Since then, Rithy has eschewed the trappings of success. Instead,

while formulating his next film. He is teaching at the school's Atelier

Varan.

On Feb 5, the French Cultural Center screened documentaries made

by his 11 pupils. Four have been selected by the Ministry of Culture to be shown

on International Women's Day on Mar 7.

He has already found work for his

students making films for NGOs. In April, he starts a four week program teaching

five students screenwriting. For funding, he raised $100,000 from France's

Ministry of Foreign Affairs and a private organization, Ecran

Sud.

"Teaching is important to me," said Rithy. "I enjoy training young

film-makers. The cinema is a resource for fiction, for imagination. Cinema is

universal, but it is also individual. It is a form of language as well as a

spectacle."

Rithy's eloquent film shows the lives of a peasant family

tending their rice fields. With simplicity and subtlety, the story illustrates

the harshness of their existence, while lingering on the beauty of the

countryside and the dignity of the people. Only one fleeting scene alludes to

the past and the Khmer Rouge.

"The role of the artist," he claims, "is to

awaken peoples' consciousness, show them a sensitivity, a tradition, a history,

a culture. When there are difficulties, the force of country is in its soul. Its

soul is its culture. The artist can speak to poor people and make them rich, by

giving them back their dignity. When the world is ugly, then you show the

beauty, the sincerity."

Cinema became the artistic medium for Rithy

following a ten year silence after the Pol Pot regime.

Born in 1964, he

suffered the horrors of a Khmer Rouge reeducation camp. He escaped across

minefields to the Thai border in 1979, but 13 members of his family, including

his parents and three of his eight brothers and sisters died. From there, he

fled to France, where he cut himself off from his culture.

"I wanted to

forget what had happened," he said. "I wanted to be alone. It was a moment of my

life when I needed distance. I was trying to understand. For ten years I had no

contact with anything Cambodian, I was writhing poetry, playing music, painting,

solitary activities. I read a lot. Renee Char, Eluard, Celine, Camus, Thomas

Mann. I went to the cinema."

Someone lent him a Super 8 movie camera and

he made a little film. "It was amusing," he said. "I loved the form, the image.
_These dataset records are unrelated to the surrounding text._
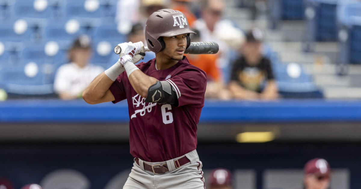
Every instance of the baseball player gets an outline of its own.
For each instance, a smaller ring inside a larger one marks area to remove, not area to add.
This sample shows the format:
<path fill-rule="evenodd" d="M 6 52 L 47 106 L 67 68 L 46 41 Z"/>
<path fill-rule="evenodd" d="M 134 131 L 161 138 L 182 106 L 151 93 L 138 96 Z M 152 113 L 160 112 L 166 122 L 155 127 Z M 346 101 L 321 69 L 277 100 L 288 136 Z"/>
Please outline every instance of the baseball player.
<path fill-rule="evenodd" d="M 145 52 L 143 43 L 119 44 L 119 60 L 94 79 L 83 98 L 90 104 L 127 101 L 134 163 L 123 188 L 204 188 L 196 148 L 206 78 L 183 56 L 194 32 L 182 12 L 162 9 L 149 17 L 145 33 L 156 58 L 135 65 Z"/>
<path fill-rule="evenodd" d="M 331 170 L 327 161 L 315 158 L 306 163 L 304 169 L 304 189 L 327 189 L 330 186 Z"/>

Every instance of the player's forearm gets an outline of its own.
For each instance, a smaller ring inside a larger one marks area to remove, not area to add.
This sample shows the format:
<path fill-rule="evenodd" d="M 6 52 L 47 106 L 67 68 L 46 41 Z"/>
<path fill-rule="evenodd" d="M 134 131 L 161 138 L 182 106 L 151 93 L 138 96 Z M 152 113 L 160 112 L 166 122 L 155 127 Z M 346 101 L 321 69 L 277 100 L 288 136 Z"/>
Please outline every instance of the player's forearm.
<path fill-rule="evenodd" d="M 83 99 L 87 103 L 93 104 L 114 100 L 114 96 L 111 99 L 105 99 L 109 88 L 114 82 L 103 72 L 87 87 L 83 93 Z M 107 96 L 111 97 L 112 96 Z"/>
<path fill-rule="evenodd" d="M 261 94 L 262 98 L 273 99 L 278 97 L 278 87 L 277 84 L 274 80 L 271 80 L 267 82 L 266 87 Z"/>
<path fill-rule="evenodd" d="M 128 77 L 135 92 L 144 98 L 147 97 L 149 87 L 158 81 L 147 76 L 140 70 L 133 72 Z"/>

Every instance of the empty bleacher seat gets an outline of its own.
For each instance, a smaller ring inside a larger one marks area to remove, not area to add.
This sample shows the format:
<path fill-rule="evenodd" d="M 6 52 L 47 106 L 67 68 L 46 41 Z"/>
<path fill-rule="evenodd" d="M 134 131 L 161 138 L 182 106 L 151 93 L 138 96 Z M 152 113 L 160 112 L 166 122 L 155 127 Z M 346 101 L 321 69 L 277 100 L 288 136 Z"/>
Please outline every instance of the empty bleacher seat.
<path fill-rule="evenodd" d="M 47 0 L 17 0 L 13 8 L 13 13 L 17 16 L 47 18 L 51 15 Z"/>
<path fill-rule="evenodd" d="M 41 60 L 24 60 L 18 65 L 4 65 L 0 69 L 1 85 L 8 93 L 43 95 L 53 93 L 54 69 Z"/>
<path fill-rule="evenodd" d="M 284 98 L 322 98 L 320 89 L 312 77 L 294 63 L 272 63 L 272 69 L 279 93 Z"/>
<path fill-rule="evenodd" d="M 115 55 L 113 51 L 114 47 L 118 43 L 103 39 L 96 39 L 92 43 L 93 57 L 90 62 L 103 68 L 108 67 L 112 56 Z"/>
<path fill-rule="evenodd" d="M 29 39 L 31 34 L 27 22 L 24 19 L 0 21 L 0 40 L 22 41 Z"/>
<path fill-rule="evenodd" d="M 337 39 L 336 7 L 338 0 L 307 0 L 306 40 L 335 41 Z"/>
<path fill-rule="evenodd" d="M 57 22 L 49 20 L 45 28 L 45 38 L 48 40 L 72 41 L 81 34 L 86 33 L 77 20 L 70 19 Z"/>
<path fill-rule="evenodd" d="M 282 18 L 283 20 L 303 20 L 304 17 L 303 0 L 282 0 Z"/>
<path fill-rule="evenodd" d="M 60 49 L 57 42 L 50 41 L 38 44 L 24 44 L 20 52 L 20 57 L 26 60 L 42 60 L 46 63 L 53 64 L 61 60 L 65 61 L 65 53 L 64 51 Z"/>
<path fill-rule="evenodd" d="M 102 16 L 101 10 L 98 0 L 68 1 L 65 5 L 68 17 L 99 17 Z"/>
<path fill-rule="evenodd" d="M 114 23 L 100 25 L 95 31 L 94 38 L 114 40 L 117 44 L 125 42 L 126 40 L 126 35 L 122 33 L 120 26 Z"/>
<path fill-rule="evenodd" d="M 361 63 L 361 2 L 348 0 L 340 3 L 337 20 L 340 45 L 339 65 Z"/>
I love what the image brings to people."

He won a scholarship in 1986 to

the Institute des Hautes Etudes Cinematographique in Paris.

"We had a

card to get in free to all the cinemas," he recalled. "So I went every day to

the cinematheque. My favorite directors were the Iranian Kiarostami, the

Japanese Ozu and Immamura, Rossellini, Lino Brocka, Ken Loach. They influenced

me because their films spoke of liberty."

He directed four documentaries; two on Cambodia, one on African film maker

Souleyman Cisse, and one on Site 2. "The essence is in the imagery. I don't need

to speak. In my documentaries, it's others who speak. I concentrate on gestures,

on silences."

He returned to Cambodia in 1990, and found his brothers and

sisters. He came back again in 1991 with French producer Jacques Bidou, who

helped raise $1.4 million.

He began filming in 1992, helped by the

Cambodian and French Ministries of Culture, and several television companies. He

used amateur actors. In 1993 he spent eight months editing the

footage.

"He is meticulous," said French Culture Center directory Yves

Blandin. "When he works, nothing else exists."

The next film Rithy wants

to make is about young people, how they live and what their future

holds.

He does not need much money to work, he claims. "Money always

creates problems. If I had lots of money to make a film here it would be

disproportionate to what I want to show."

In a year which marks the

centenary of the history of film - the first was made in 1895 by Melies - Rithy

is using cinema to resurrect his country, hitherto perceived as a

battlefield.

"We have to fabricate our image, which then speaks to

others."

He is also teaching an art form that can be both the hobby of a

King and a way of reconstructing a fragile culture.